Plasma pharmacokinetics of adriamycin and antipyrine and its relation to the therapeutic and toxic effects.

After a simultaneous administration of adriamycin and antipyrine to 19 tumor patients, the plasma kinetics of both drugs, the therapeutic effect and the reaction to white blood cells were determined. Antipyrine was given orally at a dose of 875 mg, whereas adriamycin was administered by means of intravenous infusion for 20 min at 60 mg/m2. This application was repeated in eight patients after three weeks. Nine patients had a normal liver function. In ten patients, slight increases were found in individual liver function parameters. All patients were free from metastases of the liver and had bilirubin levels within the normal range. Antipyrine followed an open one-compartment model, whereas adriamycin followed an open two-compartment model. In the mean, t1/2 el and Cl tot of antipyrine were found to be 16.1 h and 32.9 ml/min, t1/2 beta and Cl tot of adriamycin were 23.1 h and 877 ml/min. For antipyrine and adriamycin, these parameters varied interindividually by the factors 2.8 and 3.1, respectively.
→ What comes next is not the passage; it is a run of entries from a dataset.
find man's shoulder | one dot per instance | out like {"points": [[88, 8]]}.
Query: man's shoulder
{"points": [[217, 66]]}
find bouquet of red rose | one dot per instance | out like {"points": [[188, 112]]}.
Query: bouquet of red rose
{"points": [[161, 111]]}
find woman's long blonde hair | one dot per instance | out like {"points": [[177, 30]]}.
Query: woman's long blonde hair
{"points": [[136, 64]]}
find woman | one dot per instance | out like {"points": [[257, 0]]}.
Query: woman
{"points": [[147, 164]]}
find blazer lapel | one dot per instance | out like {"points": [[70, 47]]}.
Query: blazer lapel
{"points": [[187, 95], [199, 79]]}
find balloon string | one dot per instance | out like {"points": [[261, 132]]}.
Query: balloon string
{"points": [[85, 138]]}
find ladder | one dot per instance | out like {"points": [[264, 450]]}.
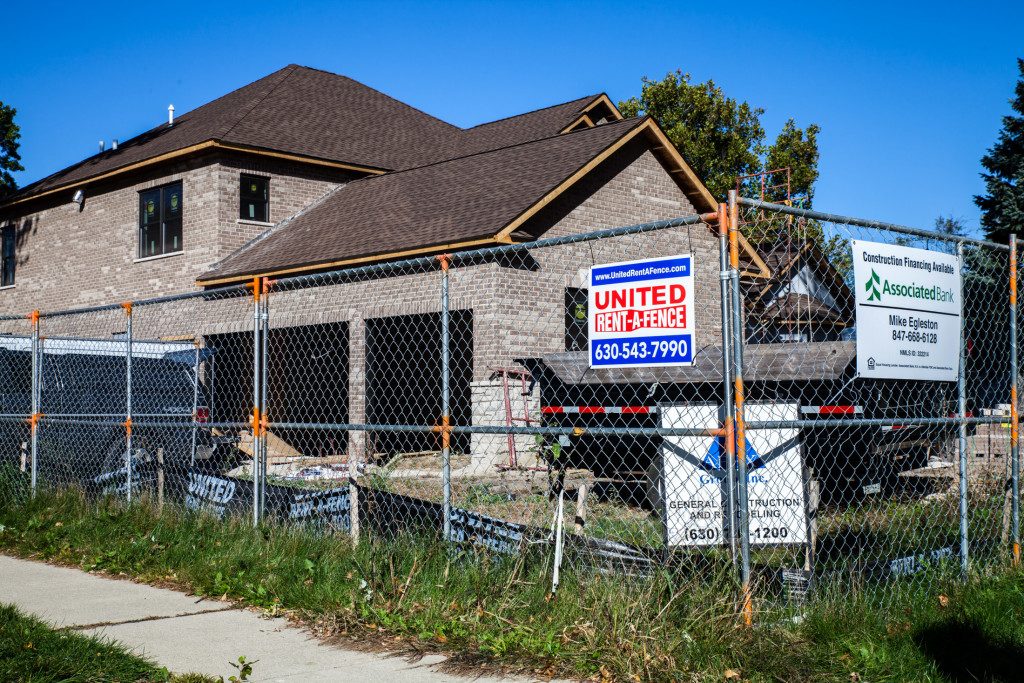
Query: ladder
{"points": [[510, 420]]}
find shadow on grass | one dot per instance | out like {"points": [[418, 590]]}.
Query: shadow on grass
{"points": [[965, 652]]}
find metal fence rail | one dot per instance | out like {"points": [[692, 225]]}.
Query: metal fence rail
{"points": [[468, 395]]}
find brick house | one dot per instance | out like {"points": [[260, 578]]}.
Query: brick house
{"points": [[305, 171]]}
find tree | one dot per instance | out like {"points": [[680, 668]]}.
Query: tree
{"points": [[797, 151], [723, 139], [1003, 205], [9, 158]]}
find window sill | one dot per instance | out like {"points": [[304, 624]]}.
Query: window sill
{"points": [[158, 256]]}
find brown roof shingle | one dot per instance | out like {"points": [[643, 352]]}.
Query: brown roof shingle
{"points": [[460, 200], [318, 115]]}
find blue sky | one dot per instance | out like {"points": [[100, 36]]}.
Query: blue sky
{"points": [[908, 96]]}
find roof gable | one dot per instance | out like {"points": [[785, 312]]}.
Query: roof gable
{"points": [[458, 203]]}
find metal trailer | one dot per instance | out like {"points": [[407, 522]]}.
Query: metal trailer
{"points": [[848, 462], [84, 403]]}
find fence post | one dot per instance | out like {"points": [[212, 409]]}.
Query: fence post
{"points": [[445, 416], [256, 397], [264, 381], [196, 406], [128, 345], [737, 350], [36, 397], [962, 413], [725, 275], [1014, 417]]}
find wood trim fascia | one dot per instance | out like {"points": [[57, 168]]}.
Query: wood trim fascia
{"points": [[209, 144], [583, 119], [603, 98], [419, 251], [568, 182]]}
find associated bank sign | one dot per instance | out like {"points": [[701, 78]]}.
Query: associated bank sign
{"points": [[908, 312]]}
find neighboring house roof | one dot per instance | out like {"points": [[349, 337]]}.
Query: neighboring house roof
{"points": [[780, 297], [316, 117]]}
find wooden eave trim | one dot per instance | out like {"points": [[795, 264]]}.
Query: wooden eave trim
{"points": [[568, 182], [419, 251], [668, 152], [604, 99], [585, 117], [298, 158], [177, 154]]}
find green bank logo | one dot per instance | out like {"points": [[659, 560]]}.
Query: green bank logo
{"points": [[876, 287], [872, 287]]}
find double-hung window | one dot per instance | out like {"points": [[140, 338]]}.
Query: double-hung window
{"points": [[7, 257], [160, 221], [254, 195]]}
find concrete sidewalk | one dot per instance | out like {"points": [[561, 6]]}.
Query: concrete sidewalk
{"points": [[190, 634]]}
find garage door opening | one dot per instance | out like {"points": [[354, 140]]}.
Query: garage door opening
{"points": [[403, 379]]}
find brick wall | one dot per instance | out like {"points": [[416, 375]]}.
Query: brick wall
{"points": [[517, 301], [71, 258]]}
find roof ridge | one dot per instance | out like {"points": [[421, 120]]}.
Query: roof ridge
{"points": [[382, 93], [290, 69], [635, 120], [543, 109]]}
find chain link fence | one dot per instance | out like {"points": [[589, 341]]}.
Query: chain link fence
{"points": [[688, 394]]}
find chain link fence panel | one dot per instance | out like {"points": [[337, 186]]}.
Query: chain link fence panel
{"points": [[672, 395]]}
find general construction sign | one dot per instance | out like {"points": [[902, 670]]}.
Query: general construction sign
{"points": [[641, 313], [908, 312]]}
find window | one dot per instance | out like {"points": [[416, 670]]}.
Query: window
{"points": [[7, 257], [160, 221], [576, 318], [254, 195]]}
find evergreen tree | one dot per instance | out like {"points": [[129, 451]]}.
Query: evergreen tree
{"points": [[8, 151], [1003, 205]]}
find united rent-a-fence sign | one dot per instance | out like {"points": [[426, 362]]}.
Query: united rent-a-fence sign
{"points": [[641, 312], [908, 312]]}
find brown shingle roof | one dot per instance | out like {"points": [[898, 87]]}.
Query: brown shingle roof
{"points": [[465, 199], [522, 128], [318, 115]]}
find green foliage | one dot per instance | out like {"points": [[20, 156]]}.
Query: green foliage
{"points": [[797, 150], [489, 609], [9, 134], [1003, 204], [723, 139]]}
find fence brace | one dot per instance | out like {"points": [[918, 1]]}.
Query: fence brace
{"points": [[962, 415], [726, 278], [740, 436], [445, 427], [128, 344], [257, 394], [1015, 491], [36, 383]]}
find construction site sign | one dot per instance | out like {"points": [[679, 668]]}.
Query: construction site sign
{"points": [[641, 313], [908, 312], [694, 478]]}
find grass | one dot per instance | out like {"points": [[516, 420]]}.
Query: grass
{"points": [[30, 650], [413, 594]]}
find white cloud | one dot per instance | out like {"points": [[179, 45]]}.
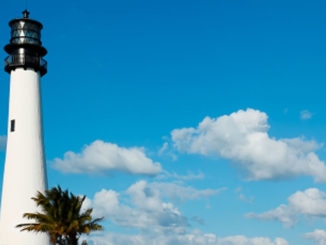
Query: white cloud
{"points": [[143, 207], [318, 236], [3, 142], [192, 238], [146, 209], [310, 203], [176, 191], [189, 176], [104, 157], [305, 115], [243, 137]]}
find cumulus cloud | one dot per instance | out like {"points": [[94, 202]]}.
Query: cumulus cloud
{"points": [[187, 177], [191, 238], [318, 236], [310, 203], [146, 209], [3, 142], [243, 138], [176, 191], [104, 157], [305, 115], [143, 205]]}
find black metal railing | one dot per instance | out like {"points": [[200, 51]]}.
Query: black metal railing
{"points": [[26, 61]]}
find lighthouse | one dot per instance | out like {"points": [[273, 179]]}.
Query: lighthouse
{"points": [[25, 171]]}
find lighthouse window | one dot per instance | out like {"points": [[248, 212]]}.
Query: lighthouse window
{"points": [[12, 125]]}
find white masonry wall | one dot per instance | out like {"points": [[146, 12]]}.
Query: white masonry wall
{"points": [[25, 171]]}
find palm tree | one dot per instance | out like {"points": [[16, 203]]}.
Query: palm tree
{"points": [[61, 217]]}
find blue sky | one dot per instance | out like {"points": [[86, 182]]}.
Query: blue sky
{"points": [[186, 122]]}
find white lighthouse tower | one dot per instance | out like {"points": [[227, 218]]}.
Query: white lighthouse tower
{"points": [[25, 171]]}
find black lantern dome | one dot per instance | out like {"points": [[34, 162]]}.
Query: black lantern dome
{"points": [[25, 48]]}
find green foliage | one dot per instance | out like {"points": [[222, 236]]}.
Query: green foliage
{"points": [[62, 217]]}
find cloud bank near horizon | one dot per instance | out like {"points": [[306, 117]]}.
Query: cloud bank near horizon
{"points": [[103, 157], [243, 138], [145, 207]]}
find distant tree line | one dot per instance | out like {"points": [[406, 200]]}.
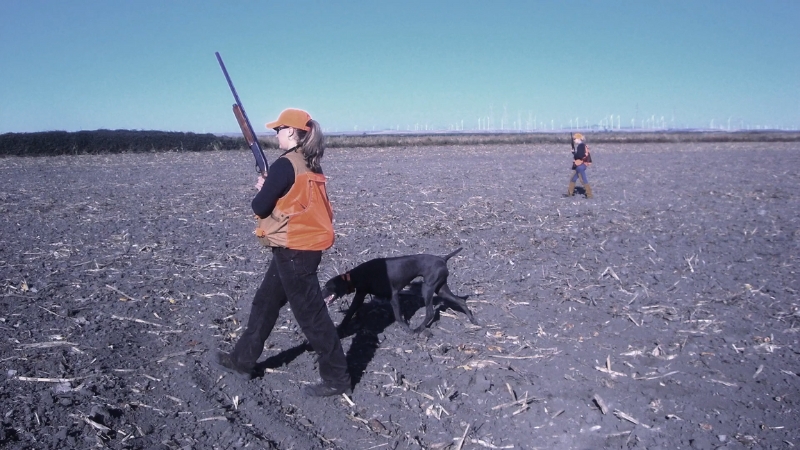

No correlations were found between the liver function parameters, and the kinetic elimination parameters and the areas under the curves of both drugs. However, significant positive correlations were found to exist between t1/2 el antipyrine and t1/2 beta adriamycin and between the areas under the curves of the two drugs. A relationship between the AUC adriamycinol/AUC adriamycin ratio (which was 0.52 in the mean) and the antipyrine elimination rate did not exist. As compared to 12 persons with no response or progression, the seven patients with partial or complete response had a significantly higher AUC and a significantly lower Cl tot of adriamycin. As compared to the patients with elimination half-life values of less than 20 h, five patients with antipyrine elimination half-life values of more than 20 h had a significantly longer adriamycin elimination beta-phase and a stronger depressive effect on the white blood cells. The results obtained suggest that the antipyrine kinetics in patients with normal or slightly impaired liver function is a useful parameter for an assessment of the depression of white blood cells and the dose adjustment for adriamycin.